CHICAGO, November 24, 2021 (GLOBE NEWSWIRE) – Universal life insurance is a type of permanent life insurance that offers flexible death benefits, premiums and cash value savings options. And while universal life insurance is usually a more complex life insurance product, those looking for the right life insurance may be wondering if it is even an option. The good news is that many people can qualify for universal life insurance, and there are several types to choose from.
What is Universal Life Insurance?
Universal life insurance is a permanent policy that offers lifelong coverage. Like term life insurance, it offers a death benefit that is paid tax-free to certain beneficiaries after the death of the policyholder. But universal life insurance also creates cash value. And with increasing cash value, profits grow tax-free.

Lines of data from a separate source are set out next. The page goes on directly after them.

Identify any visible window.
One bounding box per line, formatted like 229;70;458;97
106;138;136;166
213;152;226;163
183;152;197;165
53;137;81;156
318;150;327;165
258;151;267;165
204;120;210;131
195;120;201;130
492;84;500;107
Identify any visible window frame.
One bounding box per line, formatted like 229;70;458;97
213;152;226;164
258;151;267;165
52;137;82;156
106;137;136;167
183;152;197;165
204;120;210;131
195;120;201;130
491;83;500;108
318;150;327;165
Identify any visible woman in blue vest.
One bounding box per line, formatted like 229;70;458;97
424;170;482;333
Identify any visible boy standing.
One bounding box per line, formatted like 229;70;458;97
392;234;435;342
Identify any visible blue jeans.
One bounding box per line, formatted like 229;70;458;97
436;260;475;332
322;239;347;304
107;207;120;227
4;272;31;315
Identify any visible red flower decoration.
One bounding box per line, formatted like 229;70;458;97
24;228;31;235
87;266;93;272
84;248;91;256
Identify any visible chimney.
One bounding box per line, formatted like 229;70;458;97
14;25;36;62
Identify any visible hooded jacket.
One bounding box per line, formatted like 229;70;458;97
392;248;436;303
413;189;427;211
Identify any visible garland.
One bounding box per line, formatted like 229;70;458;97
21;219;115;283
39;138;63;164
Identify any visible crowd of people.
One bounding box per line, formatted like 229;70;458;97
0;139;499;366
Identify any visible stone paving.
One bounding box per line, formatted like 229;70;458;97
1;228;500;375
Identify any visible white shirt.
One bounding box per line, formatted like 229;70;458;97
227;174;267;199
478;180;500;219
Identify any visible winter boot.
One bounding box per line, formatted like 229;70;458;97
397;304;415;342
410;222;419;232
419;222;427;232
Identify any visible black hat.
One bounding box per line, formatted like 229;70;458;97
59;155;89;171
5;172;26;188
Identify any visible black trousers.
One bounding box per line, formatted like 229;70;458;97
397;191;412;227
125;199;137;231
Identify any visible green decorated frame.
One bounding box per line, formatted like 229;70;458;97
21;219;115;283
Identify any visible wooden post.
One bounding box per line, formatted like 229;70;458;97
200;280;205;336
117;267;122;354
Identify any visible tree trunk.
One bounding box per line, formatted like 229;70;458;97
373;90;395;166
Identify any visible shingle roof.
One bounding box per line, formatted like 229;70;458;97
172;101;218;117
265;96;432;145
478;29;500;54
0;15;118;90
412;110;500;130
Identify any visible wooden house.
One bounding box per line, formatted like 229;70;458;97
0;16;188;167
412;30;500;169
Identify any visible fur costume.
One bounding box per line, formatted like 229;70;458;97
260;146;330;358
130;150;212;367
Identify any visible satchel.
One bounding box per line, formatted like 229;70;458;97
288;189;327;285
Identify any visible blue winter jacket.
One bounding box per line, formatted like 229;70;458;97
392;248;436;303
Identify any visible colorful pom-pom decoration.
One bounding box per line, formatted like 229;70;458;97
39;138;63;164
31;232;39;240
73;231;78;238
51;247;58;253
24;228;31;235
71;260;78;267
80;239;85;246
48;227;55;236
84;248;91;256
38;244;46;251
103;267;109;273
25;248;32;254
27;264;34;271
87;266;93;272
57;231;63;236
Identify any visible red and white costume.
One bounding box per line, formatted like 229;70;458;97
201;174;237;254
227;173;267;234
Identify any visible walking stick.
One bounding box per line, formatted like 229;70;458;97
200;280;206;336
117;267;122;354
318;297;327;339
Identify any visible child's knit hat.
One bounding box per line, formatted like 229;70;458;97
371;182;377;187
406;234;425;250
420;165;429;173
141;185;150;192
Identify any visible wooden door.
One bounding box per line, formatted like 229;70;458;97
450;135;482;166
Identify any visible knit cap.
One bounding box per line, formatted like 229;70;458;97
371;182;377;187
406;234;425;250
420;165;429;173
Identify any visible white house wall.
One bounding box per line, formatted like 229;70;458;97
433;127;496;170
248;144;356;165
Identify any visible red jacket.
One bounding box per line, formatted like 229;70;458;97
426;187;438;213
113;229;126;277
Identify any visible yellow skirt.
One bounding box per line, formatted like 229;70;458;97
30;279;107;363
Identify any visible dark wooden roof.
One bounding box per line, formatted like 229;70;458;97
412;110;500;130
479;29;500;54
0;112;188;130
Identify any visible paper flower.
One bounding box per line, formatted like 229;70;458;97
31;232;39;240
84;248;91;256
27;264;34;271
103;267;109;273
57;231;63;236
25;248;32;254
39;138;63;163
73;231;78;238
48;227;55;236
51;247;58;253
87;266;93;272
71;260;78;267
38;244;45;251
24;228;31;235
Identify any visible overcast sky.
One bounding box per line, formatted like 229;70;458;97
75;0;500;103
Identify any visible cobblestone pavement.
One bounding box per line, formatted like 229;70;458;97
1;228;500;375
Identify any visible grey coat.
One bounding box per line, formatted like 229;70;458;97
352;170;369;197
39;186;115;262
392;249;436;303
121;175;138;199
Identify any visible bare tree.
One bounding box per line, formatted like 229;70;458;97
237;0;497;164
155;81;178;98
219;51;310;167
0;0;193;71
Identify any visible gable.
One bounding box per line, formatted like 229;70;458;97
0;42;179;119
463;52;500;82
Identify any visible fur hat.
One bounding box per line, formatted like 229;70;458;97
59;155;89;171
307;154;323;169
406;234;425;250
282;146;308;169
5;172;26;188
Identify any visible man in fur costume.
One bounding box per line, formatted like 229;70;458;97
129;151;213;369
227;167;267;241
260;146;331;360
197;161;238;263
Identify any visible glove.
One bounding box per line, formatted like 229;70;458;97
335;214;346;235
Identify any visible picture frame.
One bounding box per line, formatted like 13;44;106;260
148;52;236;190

When a policyholder makes a payment for universal life insurance, part of that payment goes towards fees and premiums, while the remainder goes to the present value account. And the policyholder can take out loans to this cash value account while they are still alive, albeit for a fee, as with a life insurance policy.
The big difference between whole life and universal life, however, is that with universal life insurance, the death benefit, the premium payments and the savings option can be flexibly adjusted. And the types of changes that can be made depend on the policy.
Types of universal life insurance
There are three main types of universal life insurance:
- Guaranteed Universal Lifetime (GUL): A GUL policy has a death benefit and premium payments that do not change. And this policy often has little or no cash value, which makes it the cheapest option. Policyholders should keep in mind that the policy can be terminated with a single late or missed payment, so they should ensure they can make consistent payments before submitting an application.
- Variable Universal Life (VUL): The advantage of a VUL policy is that the policyholder decides how the cash value of the policy is invested. And that means returns will depend on how well the assets are selected and how they perform over time. Policyholders can also choose a fixed rate investment if they do not want to manage the investments themselves. High fees and complexity mean a VUL policy needs to be thoroughly reviewed before it is committed. Also, keep in mind that this policy generally involves the risk of loss of present value and you should speak to a suitably licensed financial advisor before purchasing a variable policy.
- Indexed Universal Life (IUF): IUF policies can offer some flexibility in premium payments and death benefits. Part of the premium paid into the policy covers fees and charges, while the rest is included in the cash value. And the present value of an IUF policy can be tied to a stock market index like the S&P 500. But participation rates and caps can mean that the profits made on the account are only a fraction of what an investor would make by depositing funds directly into the exchange. Since IUF guidelines can also be complex, it can be important to understand the bigger picture and the projected returns before signing up.
Eligibility for universal life insurance
Several factors affect who can be approved for universal life insurance and how much it will cost:
- age: Insurers usually offer younger applicants better rates. And while policies can cover up to 100 years or more, the cost of purchasing a policy can be more expensive later in life.
- Bless you: People in better health are more likely to get admission and secure better premium rates.
- lifestyle: Unhealthy habits like smoking, a risky lifestyle, or a high-risk job can lead to denial of coverage or higher premiums.
The bottom line
Universal life insurance is a complex financial product that combines life insurance with an investment component. While anyone can qualify for universal life insurance, insurers usually look to younger, healthy, and risk averse individuals to approve of the best rates. Anyone interested in universal life insurance should seek advice from a financial advisor to advise on the right step for their particular financial situation.